Colorectal cancer (CRC) is the third most common malignant neoplasm worldwide  and the second leading cause of cancer deaths in the United States. It is estimated that there will be 136,830 new cases diagnosed in the United States in 2014 and 50,310 deaths due to this disease. From 2006 to 2010, CRC incidence declined by 3.7% per year among adults aged 50 years and older. However, in adults younger than 50 years, CRC incidence rates have been increasing by 1.8% per year. From 2006 to 2010, mortality from CRC declined by 2.5% per year in men and 3.0% per year in women. The incidence is higher in men than in women. It ranges from 46.1 per 100,000 per year in Hispanic men to 66.9 per 100,000 per year in African American men. In women, it ranges from 31.9 per 100,000 per year in Hispanics to 50.3 per 100,000 per year in African Americans. The age-adjusted mortality rates for men and women are 20.2 per 100,000 per year in men and 14.1 per 100,000 per year in women. About 5% of Americans are expected to develop the disease within their lifetime and about half of those will die from it. Age-specific incidence and mortality rates show that the vast majority of cases are diagnosed after age 50 years; about 4% of CRCs occur younger than age 50 years.[3,4]

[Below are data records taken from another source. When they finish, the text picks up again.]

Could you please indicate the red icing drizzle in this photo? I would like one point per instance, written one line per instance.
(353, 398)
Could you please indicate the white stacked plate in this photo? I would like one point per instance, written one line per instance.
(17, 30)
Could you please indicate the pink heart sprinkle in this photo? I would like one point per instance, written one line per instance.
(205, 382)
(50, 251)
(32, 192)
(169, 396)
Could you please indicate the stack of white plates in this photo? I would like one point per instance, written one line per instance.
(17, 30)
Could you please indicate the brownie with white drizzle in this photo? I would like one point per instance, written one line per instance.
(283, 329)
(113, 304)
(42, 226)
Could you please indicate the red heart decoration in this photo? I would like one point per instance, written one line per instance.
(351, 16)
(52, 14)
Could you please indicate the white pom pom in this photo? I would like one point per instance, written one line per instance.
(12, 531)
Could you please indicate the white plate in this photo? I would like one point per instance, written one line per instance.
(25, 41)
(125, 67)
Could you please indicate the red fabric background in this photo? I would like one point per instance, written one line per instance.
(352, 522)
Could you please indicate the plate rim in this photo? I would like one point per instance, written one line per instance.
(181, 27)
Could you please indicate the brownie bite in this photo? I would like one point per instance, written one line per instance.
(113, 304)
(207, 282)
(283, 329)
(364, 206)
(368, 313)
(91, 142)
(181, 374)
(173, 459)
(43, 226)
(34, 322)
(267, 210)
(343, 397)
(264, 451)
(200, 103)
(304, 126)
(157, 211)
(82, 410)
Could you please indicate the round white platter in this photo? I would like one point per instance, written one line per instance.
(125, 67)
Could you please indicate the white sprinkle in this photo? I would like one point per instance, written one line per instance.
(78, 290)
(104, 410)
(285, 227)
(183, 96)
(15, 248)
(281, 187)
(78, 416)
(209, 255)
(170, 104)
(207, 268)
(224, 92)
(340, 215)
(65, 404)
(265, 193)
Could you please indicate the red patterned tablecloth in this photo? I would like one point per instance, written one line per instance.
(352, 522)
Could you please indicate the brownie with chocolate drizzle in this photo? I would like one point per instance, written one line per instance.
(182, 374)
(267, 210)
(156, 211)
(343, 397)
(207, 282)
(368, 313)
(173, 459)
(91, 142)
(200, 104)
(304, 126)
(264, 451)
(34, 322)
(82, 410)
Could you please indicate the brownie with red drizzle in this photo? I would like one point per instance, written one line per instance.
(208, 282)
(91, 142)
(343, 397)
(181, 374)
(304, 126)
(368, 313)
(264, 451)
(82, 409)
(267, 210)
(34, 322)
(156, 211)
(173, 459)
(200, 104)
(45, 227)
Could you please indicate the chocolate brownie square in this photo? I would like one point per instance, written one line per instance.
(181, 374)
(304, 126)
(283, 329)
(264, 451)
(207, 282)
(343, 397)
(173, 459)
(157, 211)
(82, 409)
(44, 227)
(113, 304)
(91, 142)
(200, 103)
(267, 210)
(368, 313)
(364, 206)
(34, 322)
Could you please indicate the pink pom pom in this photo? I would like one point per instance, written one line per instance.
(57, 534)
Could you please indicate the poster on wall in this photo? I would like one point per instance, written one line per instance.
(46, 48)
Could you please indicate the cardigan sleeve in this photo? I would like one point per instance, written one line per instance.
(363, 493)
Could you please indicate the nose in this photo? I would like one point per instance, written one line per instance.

Among the groups that have a high incidence of CRC are those with hereditary conditions, such as familial adenomatous polyposis and hereditary nonpolyposis CRC (inherited in an autosomal dominant manner). Combined, the two groups account for no more than 6% of CRCs. More common conditions associated with an increased risk include a personal history of CRC or adenomas; first-degree relative with CRC; a personal history of ovarian, endometrial, or breast cancer; and a personal history of long-standing chronic ulcerative colitis or Crohn colitis.[5-7] These high-risk groups account for about a quarter of all CRCs. Limiting screening or early cancer detection to only these high-risk groups would miss the majority of CRCs.
Genetic, experimental, and epidemiologic  studies suggest that CRC results from complex interactions between inherited susceptibility and environmental or lifestyle factors. Efforts to identify causes led to the hypothesis that adenomatous polyps (adenomas) are precursors for the vast majority of CRCs. In effect, measures that reduce the incidence and prevalence of adenomas may result in a subsequent decrease in the risk of CRCs; however, some CRC mortality may be caused by fast-growing lesions and even lesions that do not pass through an adenomatous phase. Overall, the details of growth rates of adenomas and cancer are unknown; most likely there is a broad spectrum of growth patterns, including formation and spontaneous regression of adenomas.